Approach #2 : Vectorized one with searchsorted
A vectorized one could be suggested using np.searchsorted
-
sidx = k.argsort() #k,v from approach #1
k = k[sidx]
v = v[sidx]
idx = np.searchsorted(k,input_array.ravel()).reshape(input_array.shape)
idx[idx==len(k)] = 0
mask = k[idx] == input_array
out = np.where(mask, v[idx], 0)
Approach #3 : Vectorized one with mapping-array for integer keys
A vectorized one could be suggested using a mapping array for integer keys, which when indexed by the input array would lead us directly to the final output -
mapping_ar = np.zeros(k.max()+1,dtype=v.dtype) #k,v from approach #1
mapping_ar[k] = v
out = mapping_ar[input_array]
Solution 2:
I think the Divakar #3 method assumes that the mapping dict covers all values (or at least the maximum value) in the target array. Otherwise, to avoid index out of range errors, you have to replace the line
mapping_ar = np.zeros(k.max()+1,dtype=v.dtype)
with
mapping_ar = np.zeros(array.max()+1,dtype=v.dtype)
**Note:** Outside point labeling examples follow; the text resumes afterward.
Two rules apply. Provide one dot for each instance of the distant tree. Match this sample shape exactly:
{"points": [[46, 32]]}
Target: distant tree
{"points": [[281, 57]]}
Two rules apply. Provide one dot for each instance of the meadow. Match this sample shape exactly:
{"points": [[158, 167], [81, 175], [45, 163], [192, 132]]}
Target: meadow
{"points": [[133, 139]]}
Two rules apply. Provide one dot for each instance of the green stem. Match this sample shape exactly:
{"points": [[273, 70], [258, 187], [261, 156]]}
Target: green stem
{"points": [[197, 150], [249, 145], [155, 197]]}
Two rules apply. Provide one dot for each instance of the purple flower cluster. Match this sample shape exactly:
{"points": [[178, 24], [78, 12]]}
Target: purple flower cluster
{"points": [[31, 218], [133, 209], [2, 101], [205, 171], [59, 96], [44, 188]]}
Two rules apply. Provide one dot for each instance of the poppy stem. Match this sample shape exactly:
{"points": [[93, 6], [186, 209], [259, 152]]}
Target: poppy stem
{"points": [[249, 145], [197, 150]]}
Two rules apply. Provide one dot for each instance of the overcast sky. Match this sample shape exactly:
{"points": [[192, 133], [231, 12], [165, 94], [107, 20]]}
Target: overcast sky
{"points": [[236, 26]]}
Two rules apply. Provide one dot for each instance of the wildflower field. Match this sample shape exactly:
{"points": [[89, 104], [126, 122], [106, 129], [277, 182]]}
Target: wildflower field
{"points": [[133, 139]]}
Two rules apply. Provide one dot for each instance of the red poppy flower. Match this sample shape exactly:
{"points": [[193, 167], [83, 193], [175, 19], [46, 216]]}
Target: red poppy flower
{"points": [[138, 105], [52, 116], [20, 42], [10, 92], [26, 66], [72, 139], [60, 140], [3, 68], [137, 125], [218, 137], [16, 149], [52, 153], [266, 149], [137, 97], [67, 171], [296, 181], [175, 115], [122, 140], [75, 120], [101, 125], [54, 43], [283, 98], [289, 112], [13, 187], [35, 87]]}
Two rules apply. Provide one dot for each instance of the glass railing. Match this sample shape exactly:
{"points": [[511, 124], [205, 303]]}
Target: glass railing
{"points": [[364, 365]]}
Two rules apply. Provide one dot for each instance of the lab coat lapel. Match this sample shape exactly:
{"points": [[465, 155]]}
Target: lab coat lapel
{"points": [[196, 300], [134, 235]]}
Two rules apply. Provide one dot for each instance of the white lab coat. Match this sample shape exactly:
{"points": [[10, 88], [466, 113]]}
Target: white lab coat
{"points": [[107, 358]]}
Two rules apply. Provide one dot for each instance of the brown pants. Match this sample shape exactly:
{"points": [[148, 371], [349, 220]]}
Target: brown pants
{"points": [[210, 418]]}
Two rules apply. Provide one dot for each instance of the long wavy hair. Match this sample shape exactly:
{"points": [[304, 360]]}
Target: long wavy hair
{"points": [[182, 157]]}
That adds considerable overhead.
Solution 3:
Given that you're using numpy arrays, I'd suggest you do a mapping using numpy too. Here's a vectorized approach using np.select
:
mapping = {1:2, 5:3, 8:6}
keys, choices = list(zip(*mapping.items()))
# [(1, 5, 8), (2, 3, 6)]
# we can use broadcasting to obtain a 3x100x100
# array to use as condlist
conds = np.array(keys)[:,None,None] == input_array
# use conds as arrays of conditions and the values
# as choices
np.select(conds, choices)
array([[2, 2, 2, ..., 0, 0, 0],
[2, 2, 2, ..., 0, 0, 0],
[2, 2, 2, ..., 0, 0, 0],
...,
[0, 0, 0, ..., 0, 0, 0],
[0, 0, 0, ..., 0, 0, 0],
[0, 0, 0, ..., 0, 0, 0]])
Solution 4:
The numpy_indexed library (disclaimer: I am its author) provides functionality to implement this operation in an efficient vectorized maner:
import numpy_indexed as npi
output_array = npi.remap(input_array.flatten(), list(mapping.keys()), list(mapping.values())).reshape(input_array.shape)
Note; I didnt test it; but it should work along these lines. Efficiency should be good for large inputs, and many items in the mapping; I imagine similar to divakars' method 2; not as fast as his method 3. But this solution is aimed more at generality; and it will also work for inputs which are not positive integers; or even nd-arrays (f.i. replacing colors in an image with other colors, etc).